I have three 320GB hard drives laying around looking for work since I upgraded from a 320 GB RAID 1 to a 2 TB RAID 1 configuration. One is still in the computer, so I decided to do something useful with it. I haven’t played with KDE since version 4.1, with which I was not impressed, so decided to give the latest version a try.
Kubuntu Maverick is based on KDE 4.6, which should be pretty mature. So, I downloaded the 64-bit Live CD ISO, burned it to a CD, and installed it on the spare drive. That drive was still partitioned for a 15GB root partition and my old data on the /home partition on the remaining drive space. I used manual disk partitioning during installation, preserving that setup but not erasing the /home partition so that all my old data would be preserved.
Installation proceeded quickly and smoothly. I left the master boot record on my Solid State Drive. GRUB detected my Ubuntu Maverick setup and created menu items for it. GRUB always makes the latest installation the default one, but it can be changed later.
In retrospect, I should have used the alternate CD for the installation. Even though I wasn’t touching the RAID array, the installation would have detected the array and set up access to it in the Kubuntu installation. As it was, the Live CD did not install mdadm, so the RAID array wasn’t built, mounted, or recorded in /etc/fstab in the new setup. I did all that manually in about 30 seconds later, but it was a lesson learned. RAID = alternate CD even if you aren’t installing to the RAID array.

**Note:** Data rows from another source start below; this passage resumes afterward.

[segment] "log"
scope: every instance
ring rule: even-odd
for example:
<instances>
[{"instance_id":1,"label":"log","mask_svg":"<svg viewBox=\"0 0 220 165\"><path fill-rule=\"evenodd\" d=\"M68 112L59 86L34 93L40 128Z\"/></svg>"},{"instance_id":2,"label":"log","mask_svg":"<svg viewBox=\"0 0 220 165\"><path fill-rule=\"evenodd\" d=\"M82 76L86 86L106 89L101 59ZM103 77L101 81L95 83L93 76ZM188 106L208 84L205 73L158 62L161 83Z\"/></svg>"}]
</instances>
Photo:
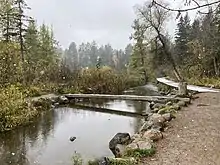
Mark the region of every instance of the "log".
<instances>
[{"instance_id":1,"label":"log","mask_svg":"<svg viewBox=\"0 0 220 165\"><path fill-rule=\"evenodd\" d=\"M129 117L145 117L146 115L137 113L137 112L129 112L129 111L122 111L122 110L115 110L115 109L108 109L108 108L102 108L102 107L93 107L93 106L87 106L83 104L76 104L72 105L71 107L76 109L86 109L88 111L96 111L96 112L102 112L107 114L116 114L121 116L129 116Z\"/></svg>"},{"instance_id":2,"label":"log","mask_svg":"<svg viewBox=\"0 0 220 165\"><path fill-rule=\"evenodd\" d=\"M190 98L170 97L170 96L136 96L136 95L105 95L105 94L66 94L68 99L87 98L87 99L111 99L111 100L133 100L148 101L155 103L166 103L168 101L189 102Z\"/></svg>"}]
</instances>

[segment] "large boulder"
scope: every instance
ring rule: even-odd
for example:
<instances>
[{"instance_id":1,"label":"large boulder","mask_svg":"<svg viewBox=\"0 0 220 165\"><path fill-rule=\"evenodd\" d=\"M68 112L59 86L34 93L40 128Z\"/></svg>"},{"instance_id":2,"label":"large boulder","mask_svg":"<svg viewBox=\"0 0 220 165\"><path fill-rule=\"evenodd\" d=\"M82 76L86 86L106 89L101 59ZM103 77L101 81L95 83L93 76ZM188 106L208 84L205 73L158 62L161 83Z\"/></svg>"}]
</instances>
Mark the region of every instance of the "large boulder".
<instances>
[{"instance_id":1,"label":"large boulder","mask_svg":"<svg viewBox=\"0 0 220 165\"><path fill-rule=\"evenodd\" d=\"M131 143L131 136L129 133L117 133L109 142L109 149L115 155L120 157L122 153L120 150L123 148L121 145L128 145ZM120 144L120 145L119 145Z\"/></svg>"}]
</instances>

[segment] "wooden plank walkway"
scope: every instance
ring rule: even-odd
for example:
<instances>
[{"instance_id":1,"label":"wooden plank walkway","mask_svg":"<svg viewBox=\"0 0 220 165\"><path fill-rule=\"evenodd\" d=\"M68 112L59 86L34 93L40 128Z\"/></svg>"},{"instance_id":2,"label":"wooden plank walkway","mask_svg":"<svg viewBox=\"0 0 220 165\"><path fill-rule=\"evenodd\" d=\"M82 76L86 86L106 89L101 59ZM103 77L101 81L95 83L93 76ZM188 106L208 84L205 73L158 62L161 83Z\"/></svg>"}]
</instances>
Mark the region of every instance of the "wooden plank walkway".
<instances>
[{"instance_id":1,"label":"wooden plank walkway","mask_svg":"<svg viewBox=\"0 0 220 165\"><path fill-rule=\"evenodd\" d=\"M178 83L174 82L172 80L168 80L165 77L162 78L157 78L157 81L165 84L165 85L169 85L171 87L174 88L178 88ZM214 88L208 88L208 87L200 87L200 86L196 86L196 85L187 85L187 89L190 91L196 91L196 92L201 92L201 93L217 93L220 92L220 89L214 89Z\"/></svg>"}]
</instances>

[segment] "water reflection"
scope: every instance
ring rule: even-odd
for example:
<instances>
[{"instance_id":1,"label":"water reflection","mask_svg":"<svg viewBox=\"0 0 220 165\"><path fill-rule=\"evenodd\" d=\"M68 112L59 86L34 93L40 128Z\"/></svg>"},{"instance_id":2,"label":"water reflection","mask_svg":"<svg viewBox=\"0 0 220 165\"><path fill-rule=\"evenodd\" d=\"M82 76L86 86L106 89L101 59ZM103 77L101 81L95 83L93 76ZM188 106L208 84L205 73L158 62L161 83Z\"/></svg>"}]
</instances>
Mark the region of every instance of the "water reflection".
<instances>
[{"instance_id":1,"label":"water reflection","mask_svg":"<svg viewBox=\"0 0 220 165\"><path fill-rule=\"evenodd\" d=\"M137 120L115 114L59 108L43 114L29 126L1 134L0 164L68 165L75 151L84 159L112 156L108 141L117 132L133 134L137 130ZM73 143L69 141L71 136L77 137Z\"/></svg>"},{"instance_id":2,"label":"water reflection","mask_svg":"<svg viewBox=\"0 0 220 165\"><path fill-rule=\"evenodd\" d=\"M101 107L142 113L146 102L107 101ZM0 134L0 165L71 165L76 152L83 159L113 156L109 140L118 132L133 134L140 118L74 108L47 112L32 124ZM71 136L76 136L72 143Z\"/></svg>"},{"instance_id":3,"label":"water reflection","mask_svg":"<svg viewBox=\"0 0 220 165\"><path fill-rule=\"evenodd\" d=\"M46 145L47 138L53 133L56 113L50 111L42 115L29 126L21 127L0 135L0 164L1 165L31 165L27 157L28 148L38 146L42 139Z\"/></svg>"}]
</instances>

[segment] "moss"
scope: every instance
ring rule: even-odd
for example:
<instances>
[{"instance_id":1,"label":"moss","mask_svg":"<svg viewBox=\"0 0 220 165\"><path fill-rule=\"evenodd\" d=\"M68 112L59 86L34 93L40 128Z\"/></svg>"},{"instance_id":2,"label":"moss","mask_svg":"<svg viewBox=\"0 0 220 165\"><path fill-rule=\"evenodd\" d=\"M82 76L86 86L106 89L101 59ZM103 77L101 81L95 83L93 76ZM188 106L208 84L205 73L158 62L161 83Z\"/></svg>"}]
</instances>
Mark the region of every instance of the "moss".
<instances>
[{"instance_id":1,"label":"moss","mask_svg":"<svg viewBox=\"0 0 220 165\"><path fill-rule=\"evenodd\" d=\"M171 106L166 106L164 108L159 109L158 113L159 114L165 114L165 113L176 113L176 111L180 110L180 106L177 104L171 105Z\"/></svg>"}]
</instances>

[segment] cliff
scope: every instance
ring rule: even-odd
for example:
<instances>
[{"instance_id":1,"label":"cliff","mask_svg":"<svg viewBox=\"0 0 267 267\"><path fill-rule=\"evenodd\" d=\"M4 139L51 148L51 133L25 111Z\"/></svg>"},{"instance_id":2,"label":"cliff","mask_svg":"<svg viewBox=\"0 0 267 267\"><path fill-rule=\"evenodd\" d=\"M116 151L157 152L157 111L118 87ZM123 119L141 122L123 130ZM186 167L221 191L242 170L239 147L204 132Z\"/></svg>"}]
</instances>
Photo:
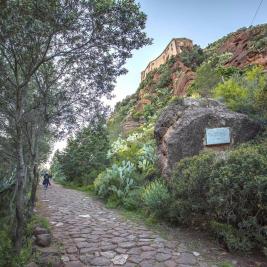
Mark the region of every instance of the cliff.
<instances>
[{"instance_id":1,"label":"cliff","mask_svg":"<svg viewBox=\"0 0 267 267\"><path fill-rule=\"evenodd\" d=\"M149 116L167 106L172 98L186 96L190 84L196 79L196 70L214 58L225 69L242 70L258 64L266 70L267 24L237 30L205 49L186 38L172 39L161 55L142 72L137 92L116 106L112 123L117 121L119 132L124 134L138 128Z\"/></svg>"}]
</instances>

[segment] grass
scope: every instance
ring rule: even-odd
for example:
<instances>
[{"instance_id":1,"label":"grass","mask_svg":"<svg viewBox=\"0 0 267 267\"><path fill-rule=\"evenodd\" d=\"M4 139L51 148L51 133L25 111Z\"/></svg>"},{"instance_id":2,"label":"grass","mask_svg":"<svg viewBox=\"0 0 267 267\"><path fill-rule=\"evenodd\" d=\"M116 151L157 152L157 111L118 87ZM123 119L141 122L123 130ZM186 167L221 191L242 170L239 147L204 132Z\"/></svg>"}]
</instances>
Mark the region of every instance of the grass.
<instances>
[{"instance_id":1,"label":"grass","mask_svg":"<svg viewBox=\"0 0 267 267\"><path fill-rule=\"evenodd\" d=\"M234 267L234 265L229 262L224 261L222 263L219 263L218 267Z\"/></svg>"}]
</instances>

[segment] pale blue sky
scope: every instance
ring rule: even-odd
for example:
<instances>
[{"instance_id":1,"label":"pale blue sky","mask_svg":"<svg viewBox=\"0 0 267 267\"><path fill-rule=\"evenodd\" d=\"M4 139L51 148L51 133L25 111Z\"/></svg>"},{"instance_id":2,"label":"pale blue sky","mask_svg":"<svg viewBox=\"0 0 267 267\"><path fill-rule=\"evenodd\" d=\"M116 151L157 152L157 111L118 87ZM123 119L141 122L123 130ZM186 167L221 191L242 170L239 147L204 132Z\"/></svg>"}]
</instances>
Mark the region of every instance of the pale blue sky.
<instances>
[{"instance_id":1,"label":"pale blue sky","mask_svg":"<svg viewBox=\"0 0 267 267\"><path fill-rule=\"evenodd\" d=\"M139 0L147 14L146 32L153 45L134 51L127 61L128 73L117 80L112 105L134 93L141 71L156 58L173 37L187 37L201 47L248 27L260 0ZM267 23L267 0L263 0L253 25Z\"/></svg>"}]
</instances>

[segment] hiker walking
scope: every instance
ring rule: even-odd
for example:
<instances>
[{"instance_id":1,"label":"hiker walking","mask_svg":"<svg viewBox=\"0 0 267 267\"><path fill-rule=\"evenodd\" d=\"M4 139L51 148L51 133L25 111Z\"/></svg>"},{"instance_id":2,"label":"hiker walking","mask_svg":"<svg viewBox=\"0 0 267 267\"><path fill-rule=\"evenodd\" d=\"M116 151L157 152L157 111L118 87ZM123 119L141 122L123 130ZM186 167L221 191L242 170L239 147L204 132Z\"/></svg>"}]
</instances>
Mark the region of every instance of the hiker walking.
<instances>
[{"instance_id":1,"label":"hiker walking","mask_svg":"<svg viewBox=\"0 0 267 267\"><path fill-rule=\"evenodd\" d=\"M50 181L49 181L49 175L48 175L48 173L46 172L45 174L44 174L44 180L43 180L43 186L44 186L44 189L47 189L48 188L48 185L51 185L50 184Z\"/></svg>"}]
</instances>

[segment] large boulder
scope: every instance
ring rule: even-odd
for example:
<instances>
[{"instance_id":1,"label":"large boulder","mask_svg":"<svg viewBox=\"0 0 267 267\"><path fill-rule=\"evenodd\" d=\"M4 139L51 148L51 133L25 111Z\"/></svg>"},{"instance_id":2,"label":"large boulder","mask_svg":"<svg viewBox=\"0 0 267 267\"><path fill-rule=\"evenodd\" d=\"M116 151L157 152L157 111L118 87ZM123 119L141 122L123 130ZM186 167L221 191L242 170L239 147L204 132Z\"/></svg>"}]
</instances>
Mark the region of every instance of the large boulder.
<instances>
[{"instance_id":1,"label":"large boulder","mask_svg":"<svg viewBox=\"0 0 267 267\"><path fill-rule=\"evenodd\" d=\"M207 146L206 128L229 128L230 142ZM260 131L260 125L248 116L229 111L212 99L178 99L168 106L155 126L157 153L162 174L168 177L176 163L203 149L225 150L246 142Z\"/></svg>"}]
</instances>

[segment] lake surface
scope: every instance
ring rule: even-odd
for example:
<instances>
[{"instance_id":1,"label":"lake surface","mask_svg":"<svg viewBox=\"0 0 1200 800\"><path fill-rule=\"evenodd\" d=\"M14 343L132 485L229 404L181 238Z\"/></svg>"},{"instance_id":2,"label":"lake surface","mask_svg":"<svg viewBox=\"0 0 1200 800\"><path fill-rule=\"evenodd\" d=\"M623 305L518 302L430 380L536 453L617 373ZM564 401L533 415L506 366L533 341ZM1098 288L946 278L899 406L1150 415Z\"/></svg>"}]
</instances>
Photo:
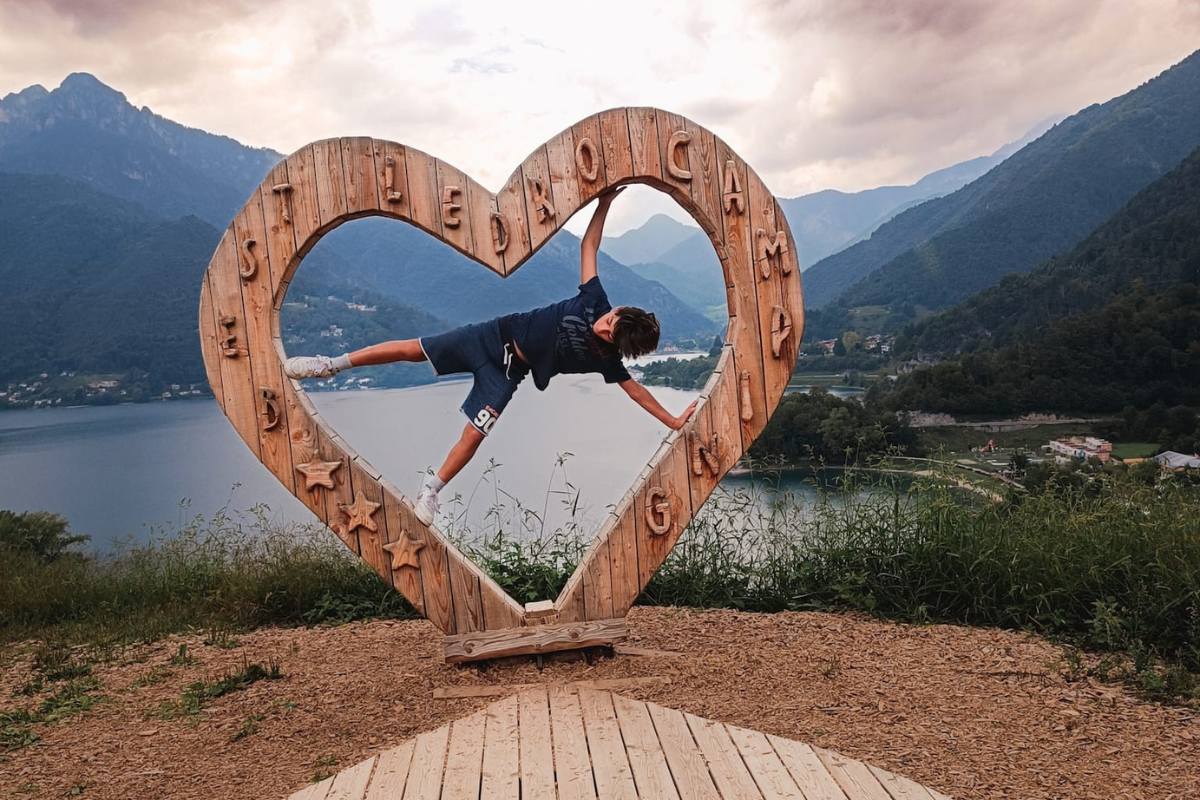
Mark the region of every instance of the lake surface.
<instances>
[{"instance_id":1,"label":"lake surface","mask_svg":"<svg viewBox=\"0 0 1200 800\"><path fill-rule=\"evenodd\" d=\"M314 392L321 415L401 491L415 495L465 424L469 381L409 389ZM697 392L653 387L679 413ZM599 376L523 384L475 460L443 492L444 526L489 531L516 519L595 530L669 431ZM746 477L726 485L743 488ZM815 490L785 477L799 495ZM458 497L456 501L454 498ZM0 508L63 514L92 546L145 540L197 514L257 504L273 520L315 517L286 492L209 398L0 414ZM530 517L521 509L532 511Z\"/></svg>"}]
</instances>

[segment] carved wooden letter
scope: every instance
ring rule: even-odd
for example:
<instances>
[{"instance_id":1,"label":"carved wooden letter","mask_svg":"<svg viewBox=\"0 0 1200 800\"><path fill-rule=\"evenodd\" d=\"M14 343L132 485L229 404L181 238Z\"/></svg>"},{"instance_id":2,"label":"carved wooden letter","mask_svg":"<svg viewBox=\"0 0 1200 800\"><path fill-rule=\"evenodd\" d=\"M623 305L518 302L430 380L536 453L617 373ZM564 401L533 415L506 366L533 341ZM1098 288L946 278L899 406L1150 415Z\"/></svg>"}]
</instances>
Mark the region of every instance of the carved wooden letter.
<instances>
[{"instance_id":1,"label":"carved wooden letter","mask_svg":"<svg viewBox=\"0 0 1200 800\"><path fill-rule=\"evenodd\" d=\"M318 486L323 486L326 489L335 488L333 473L342 465L341 461L322 461L313 454L311 460L304 464L297 464L296 471L304 476L304 488L307 491L313 491Z\"/></svg>"},{"instance_id":2,"label":"carved wooden letter","mask_svg":"<svg viewBox=\"0 0 1200 800\"><path fill-rule=\"evenodd\" d=\"M758 257L761 259L759 270L762 273L763 280L771 277L771 264L773 261L780 262L780 271L787 275L792 271L792 265L783 254L788 251L787 234L783 231L775 231L775 233L767 233L764 229L758 228L754 231L755 237L758 239Z\"/></svg>"},{"instance_id":3,"label":"carved wooden letter","mask_svg":"<svg viewBox=\"0 0 1200 800\"><path fill-rule=\"evenodd\" d=\"M579 167L579 176L588 183L595 183L600 177L600 159L596 158L596 145L586 136L575 144L575 166Z\"/></svg>"},{"instance_id":4,"label":"carved wooden letter","mask_svg":"<svg viewBox=\"0 0 1200 800\"><path fill-rule=\"evenodd\" d=\"M273 431L279 427L279 421L283 419L279 414L279 397L269 386L260 387L258 393L262 396L264 404L262 429Z\"/></svg>"},{"instance_id":5,"label":"carved wooden letter","mask_svg":"<svg viewBox=\"0 0 1200 800\"><path fill-rule=\"evenodd\" d=\"M403 197L396 191L396 159L388 156L383 162L383 199L399 203Z\"/></svg>"},{"instance_id":6,"label":"carved wooden letter","mask_svg":"<svg viewBox=\"0 0 1200 800\"><path fill-rule=\"evenodd\" d=\"M646 526L655 536L671 530L671 500L661 486L646 492Z\"/></svg>"},{"instance_id":7,"label":"carved wooden letter","mask_svg":"<svg viewBox=\"0 0 1200 800\"><path fill-rule=\"evenodd\" d=\"M692 179L691 170L687 169L688 163L688 143L692 141L692 135L687 131L675 131L671 134L671 138L667 140L667 172L671 173L671 177L680 181L690 181ZM679 155L683 153L683 165L680 166Z\"/></svg>"},{"instance_id":8,"label":"carved wooden letter","mask_svg":"<svg viewBox=\"0 0 1200 800\"><path fill-rule=\"evenodd\" d=\"M242 242L242 268L238 270L238 275L242 276L242 280L253 280L258 274L258 253L254 252L254 246L258 242L253 239L246 239Z\"/></svg>"},{"instance_id":9,"label":"carved wooden letter","mask_svg":"<svg viewBox=\"0 0 1200 800\"><path fill-rule=\"evenodd\" d=\"M529 178L529 193L533 195L533 207L537 210L538 222L545 222L554 216L554 206L546 196L546 186L541 178Z\"/></svg>"},{"instance_id":10,"label":"carved wooden letter","mask_svg":"<svg viewBox=\"0 0 1200 800\"><path fill-rule=\"evenodd\" d=\"M742 179L738 177L733 159L725 162L725 191L721 197L725 200L726 214L734 210L738 214L746 213L746 195L742 192Z\"/></svg>"},{"instance_id":11,"label":"carved wooden letter","mask_svg":"<svg viewBox=\"0 0 1200 800\"><path fill-rule=\"evenodd\" d=\"M771 309L771 355L779 358L783 343L792 335L792 315L783 306Z\"/></svg>"},{"instance_id":12,"label":"carved wooden letter","mask_svg":"<svg viewBox=\"0 0 1200 800\"><path fill-rule=\"evenodd\" d=\"M692 456L692 474L700 477L707 469L714 478L718 477L721 469L720 437L714 433L708 444L704 444L700 435L693 431L688 434L688 444Z\"/></svg>"},{"instance_id":13,"label":"carved wooden letter","mask_svg":"<svg viewBox=\"0 0 1200 800\"><path fill-rule=\"evenodd\" d=\"M462 206L455 199L460 194L462 194L462 189L457 186L447 186L442 189L442 224L447 228L457 228L458 224L462 222L458 218L458 212Z\"/></svg>"},{"instance_id":14,"label":"carved wooden letter","mask_svg":"<svg viewBox=\"0 0 1200 800\"><path fill-rule=\"evenodd\" d=\"M338 508L346 515L346 533L354 533L355 528L366 528L369 531L379 530L378 523L371 516L379 510L379 503L367 499L359 489L354 493L353 503L338 503Z\"/></svg>"},{"instance_id":15,"label":"carved wooden letter","mask_svg":"<svg viewBox=\"0 0 1200 800\"><path fill-rule=\"evenodd\" d=\"M234 325L237 325L237 317L221 317L221 327L225 329L225 335L221 338L221 355L226 358L237 358L242 354L237 346L237 334L233 332Z\"/></svg>"},{"instance_id":16,"label":"carved wooden letter","mask_svg":"<svg viewBox=\"0 0 1200 800\"><path fill-rule=\"evenodd\" d=\"M388 542L383 549L392 555L392 571L399 572L405 567L421 568L421 562L417 560L417 553L421 552L421 548L424 546L424 540L413 537L407 530L402 530L400 538L394 542Z\"/></svg>"},{"instance_id":17,"label":"carved wooden letter","mask_svg":"<svg viewBox=\"0 0 1200 800\"><path fill-rule=\"evenodd\" d=\"M271 191L275 194L283 196L283 221L288 225L292 224L292 185L290 183L277 183L271 187Z\"/></svg>"},{"instance_id":18,"label":"carved wooden letter","mask_svg":"<svg viewBox=\"0 0 1200 800\"><path fill-rule=\"evenodd\" d=\"M500 255L508 249L508 223L503 214L492 212L492 249Z\"/></svg>"},{"instance_id":19,"label":"carved wooden letter","mask_svg":"<svg viewBox=\"0 0 1200 800\"><path fill-rule=\"evenodd\" d=\"M738 375L738 385L742 388L742 422L754 419L754 403L750 399L750 370L742 370Z\"/></svg>"}]
</instances>

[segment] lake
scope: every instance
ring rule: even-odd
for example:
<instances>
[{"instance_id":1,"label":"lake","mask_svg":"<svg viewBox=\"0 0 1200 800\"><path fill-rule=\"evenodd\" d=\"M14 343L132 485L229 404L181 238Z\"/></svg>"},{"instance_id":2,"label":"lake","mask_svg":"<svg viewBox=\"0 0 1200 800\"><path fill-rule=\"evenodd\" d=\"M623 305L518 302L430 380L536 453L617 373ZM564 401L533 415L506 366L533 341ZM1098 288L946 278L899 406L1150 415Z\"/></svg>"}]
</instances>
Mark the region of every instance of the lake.
<instances>
[{"instance_id":1,"label":"lake","mask_svg":"<svg viewBox=\"0 0 1200 800\"><path fill-rule=\"evenodd\" d=\"M408 389L314 392L321 415L401 491L441 463L465 423L469 381ZM679 413L697 392L653 387ZM490 530L519 508L553 528L594 530L669 433L595 375L560 375L546 392L522 384L475 460L443 492L443 525ZM811 487L785 479L789 490ZM744 486L746 478L727 484ZM455 501L453 498L459 498ZM0 508L63 514L110 549L196 514L263 503L277 521L315 518L259 464L209 398L0 414Z\"/></svg>"}]
</instances>

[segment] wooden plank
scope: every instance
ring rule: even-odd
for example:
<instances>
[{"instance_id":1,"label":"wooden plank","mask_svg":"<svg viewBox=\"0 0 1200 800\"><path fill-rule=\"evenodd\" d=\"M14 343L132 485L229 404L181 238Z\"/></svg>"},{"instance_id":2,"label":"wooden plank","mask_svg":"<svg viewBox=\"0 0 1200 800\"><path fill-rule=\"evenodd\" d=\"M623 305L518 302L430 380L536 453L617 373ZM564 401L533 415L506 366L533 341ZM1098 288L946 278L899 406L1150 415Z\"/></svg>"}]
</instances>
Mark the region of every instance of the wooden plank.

I apologize that I didn’t take a screenshot of the unaltered desktop immediately after installation. I deleted the Desktop and Blog widgets and added the weather, CPU temperature, and CPU load widgets to the desktop. Given that, here’s the default theme with these mentioned customizations on Kubuntu:
KDE 4.6 is not bad, but not awe-inspiring either. Maturity is better since KDE 4.1. Everything works pretty smoothly. The open source nouveau driver for NVidia installed by default which enable compositing immediately. Though passable, I immediately installed the much more capable proprietary NVidia driver to test drive KDE’s default compositing window manager, kwin.
kwin has stabilized as a good compositing approach. Lots of stuff fades in and out by default. kwin worked fine and its effects proved quite customizable, but it still has a way to go before equaling compiz-fusion’s capabilities. Definitely passable, though, and unmatched in Gnome w/o compiz.
I continue to despise the stupid new KDE menu system which requires click after click after click to get stuff done. Here’s the Favorite menu which comes up first when clicking on the K menu icon in the corner:
If your desired app doesn’t appear on that limited list, then it’s off to click on the Applications tab:
Then start clicking into the structure:
To back up if your desired program did not appear where you first drilled down, you must click the gray bar to the left. Click, click, click, click, aaaarrggggg. Enough already. What are they thinking????? Thankfully, one can go back to a sane menu system by right-clicking on the magic K and choosing the classic menu style.
The Locations widget next to the menu widget acts more like a file manager than Gnome’s Places scheme, allowing you to drill down through the directory structure:
One thing I used to like in KDE 3.5.x was the centralization of all the settings. KDE 4.1 sorely lacked in this area, but 4.6 does much better:
Very nicely done. Gnome does this through the dual menu heading of Preferences and Administration. Both schemes work well.
Lastly, the highly-touted widgets. It appears that KDE has an almost endless variety of widgets that can either be installed on panels or right on the desktop as I have the weather and CPU status information. The user can choose to have the same widgets on all desktops or different ones on each desktop. To add widgets to the desktop, simply right click on a blank area of the desktop and select Add widgets…
The above screenshot shows but a small fraction of available widgets. The variety boggles the mind, but one caveat. Most are what they are and thus cannot be customized very much. For example, the CPU temperature widget will only display exactly that. In AWN and Gnome, I can monitor my GPU temperature, hard drive temps, etc., in any combination I so choose. In that respect, KDE widgets seem much less capable or flexible.
And in the end, that summarizes my lesson from this exercise. Although KDE 4.6 has come a long way from 4.0 or 4.1, it still lacks the flexibility and customization of Gnome with compiz-fusion. kwin has improved greatly, but still has a way to go in offering customizations as detailed and expansive as compiz. While KDE originally attracted me to its desktop with seemingly endless customization possibilities, KDE 4.6 still has yet to match Gnome 2.3x in flexibility.
I’ll keep Kubuntu Maverick on the spare drive for now so that I can experiment with things like virtualization software that can’t be testing inside a VM. But I’ll be sticking with my highly-customized Gnome setup as my production system.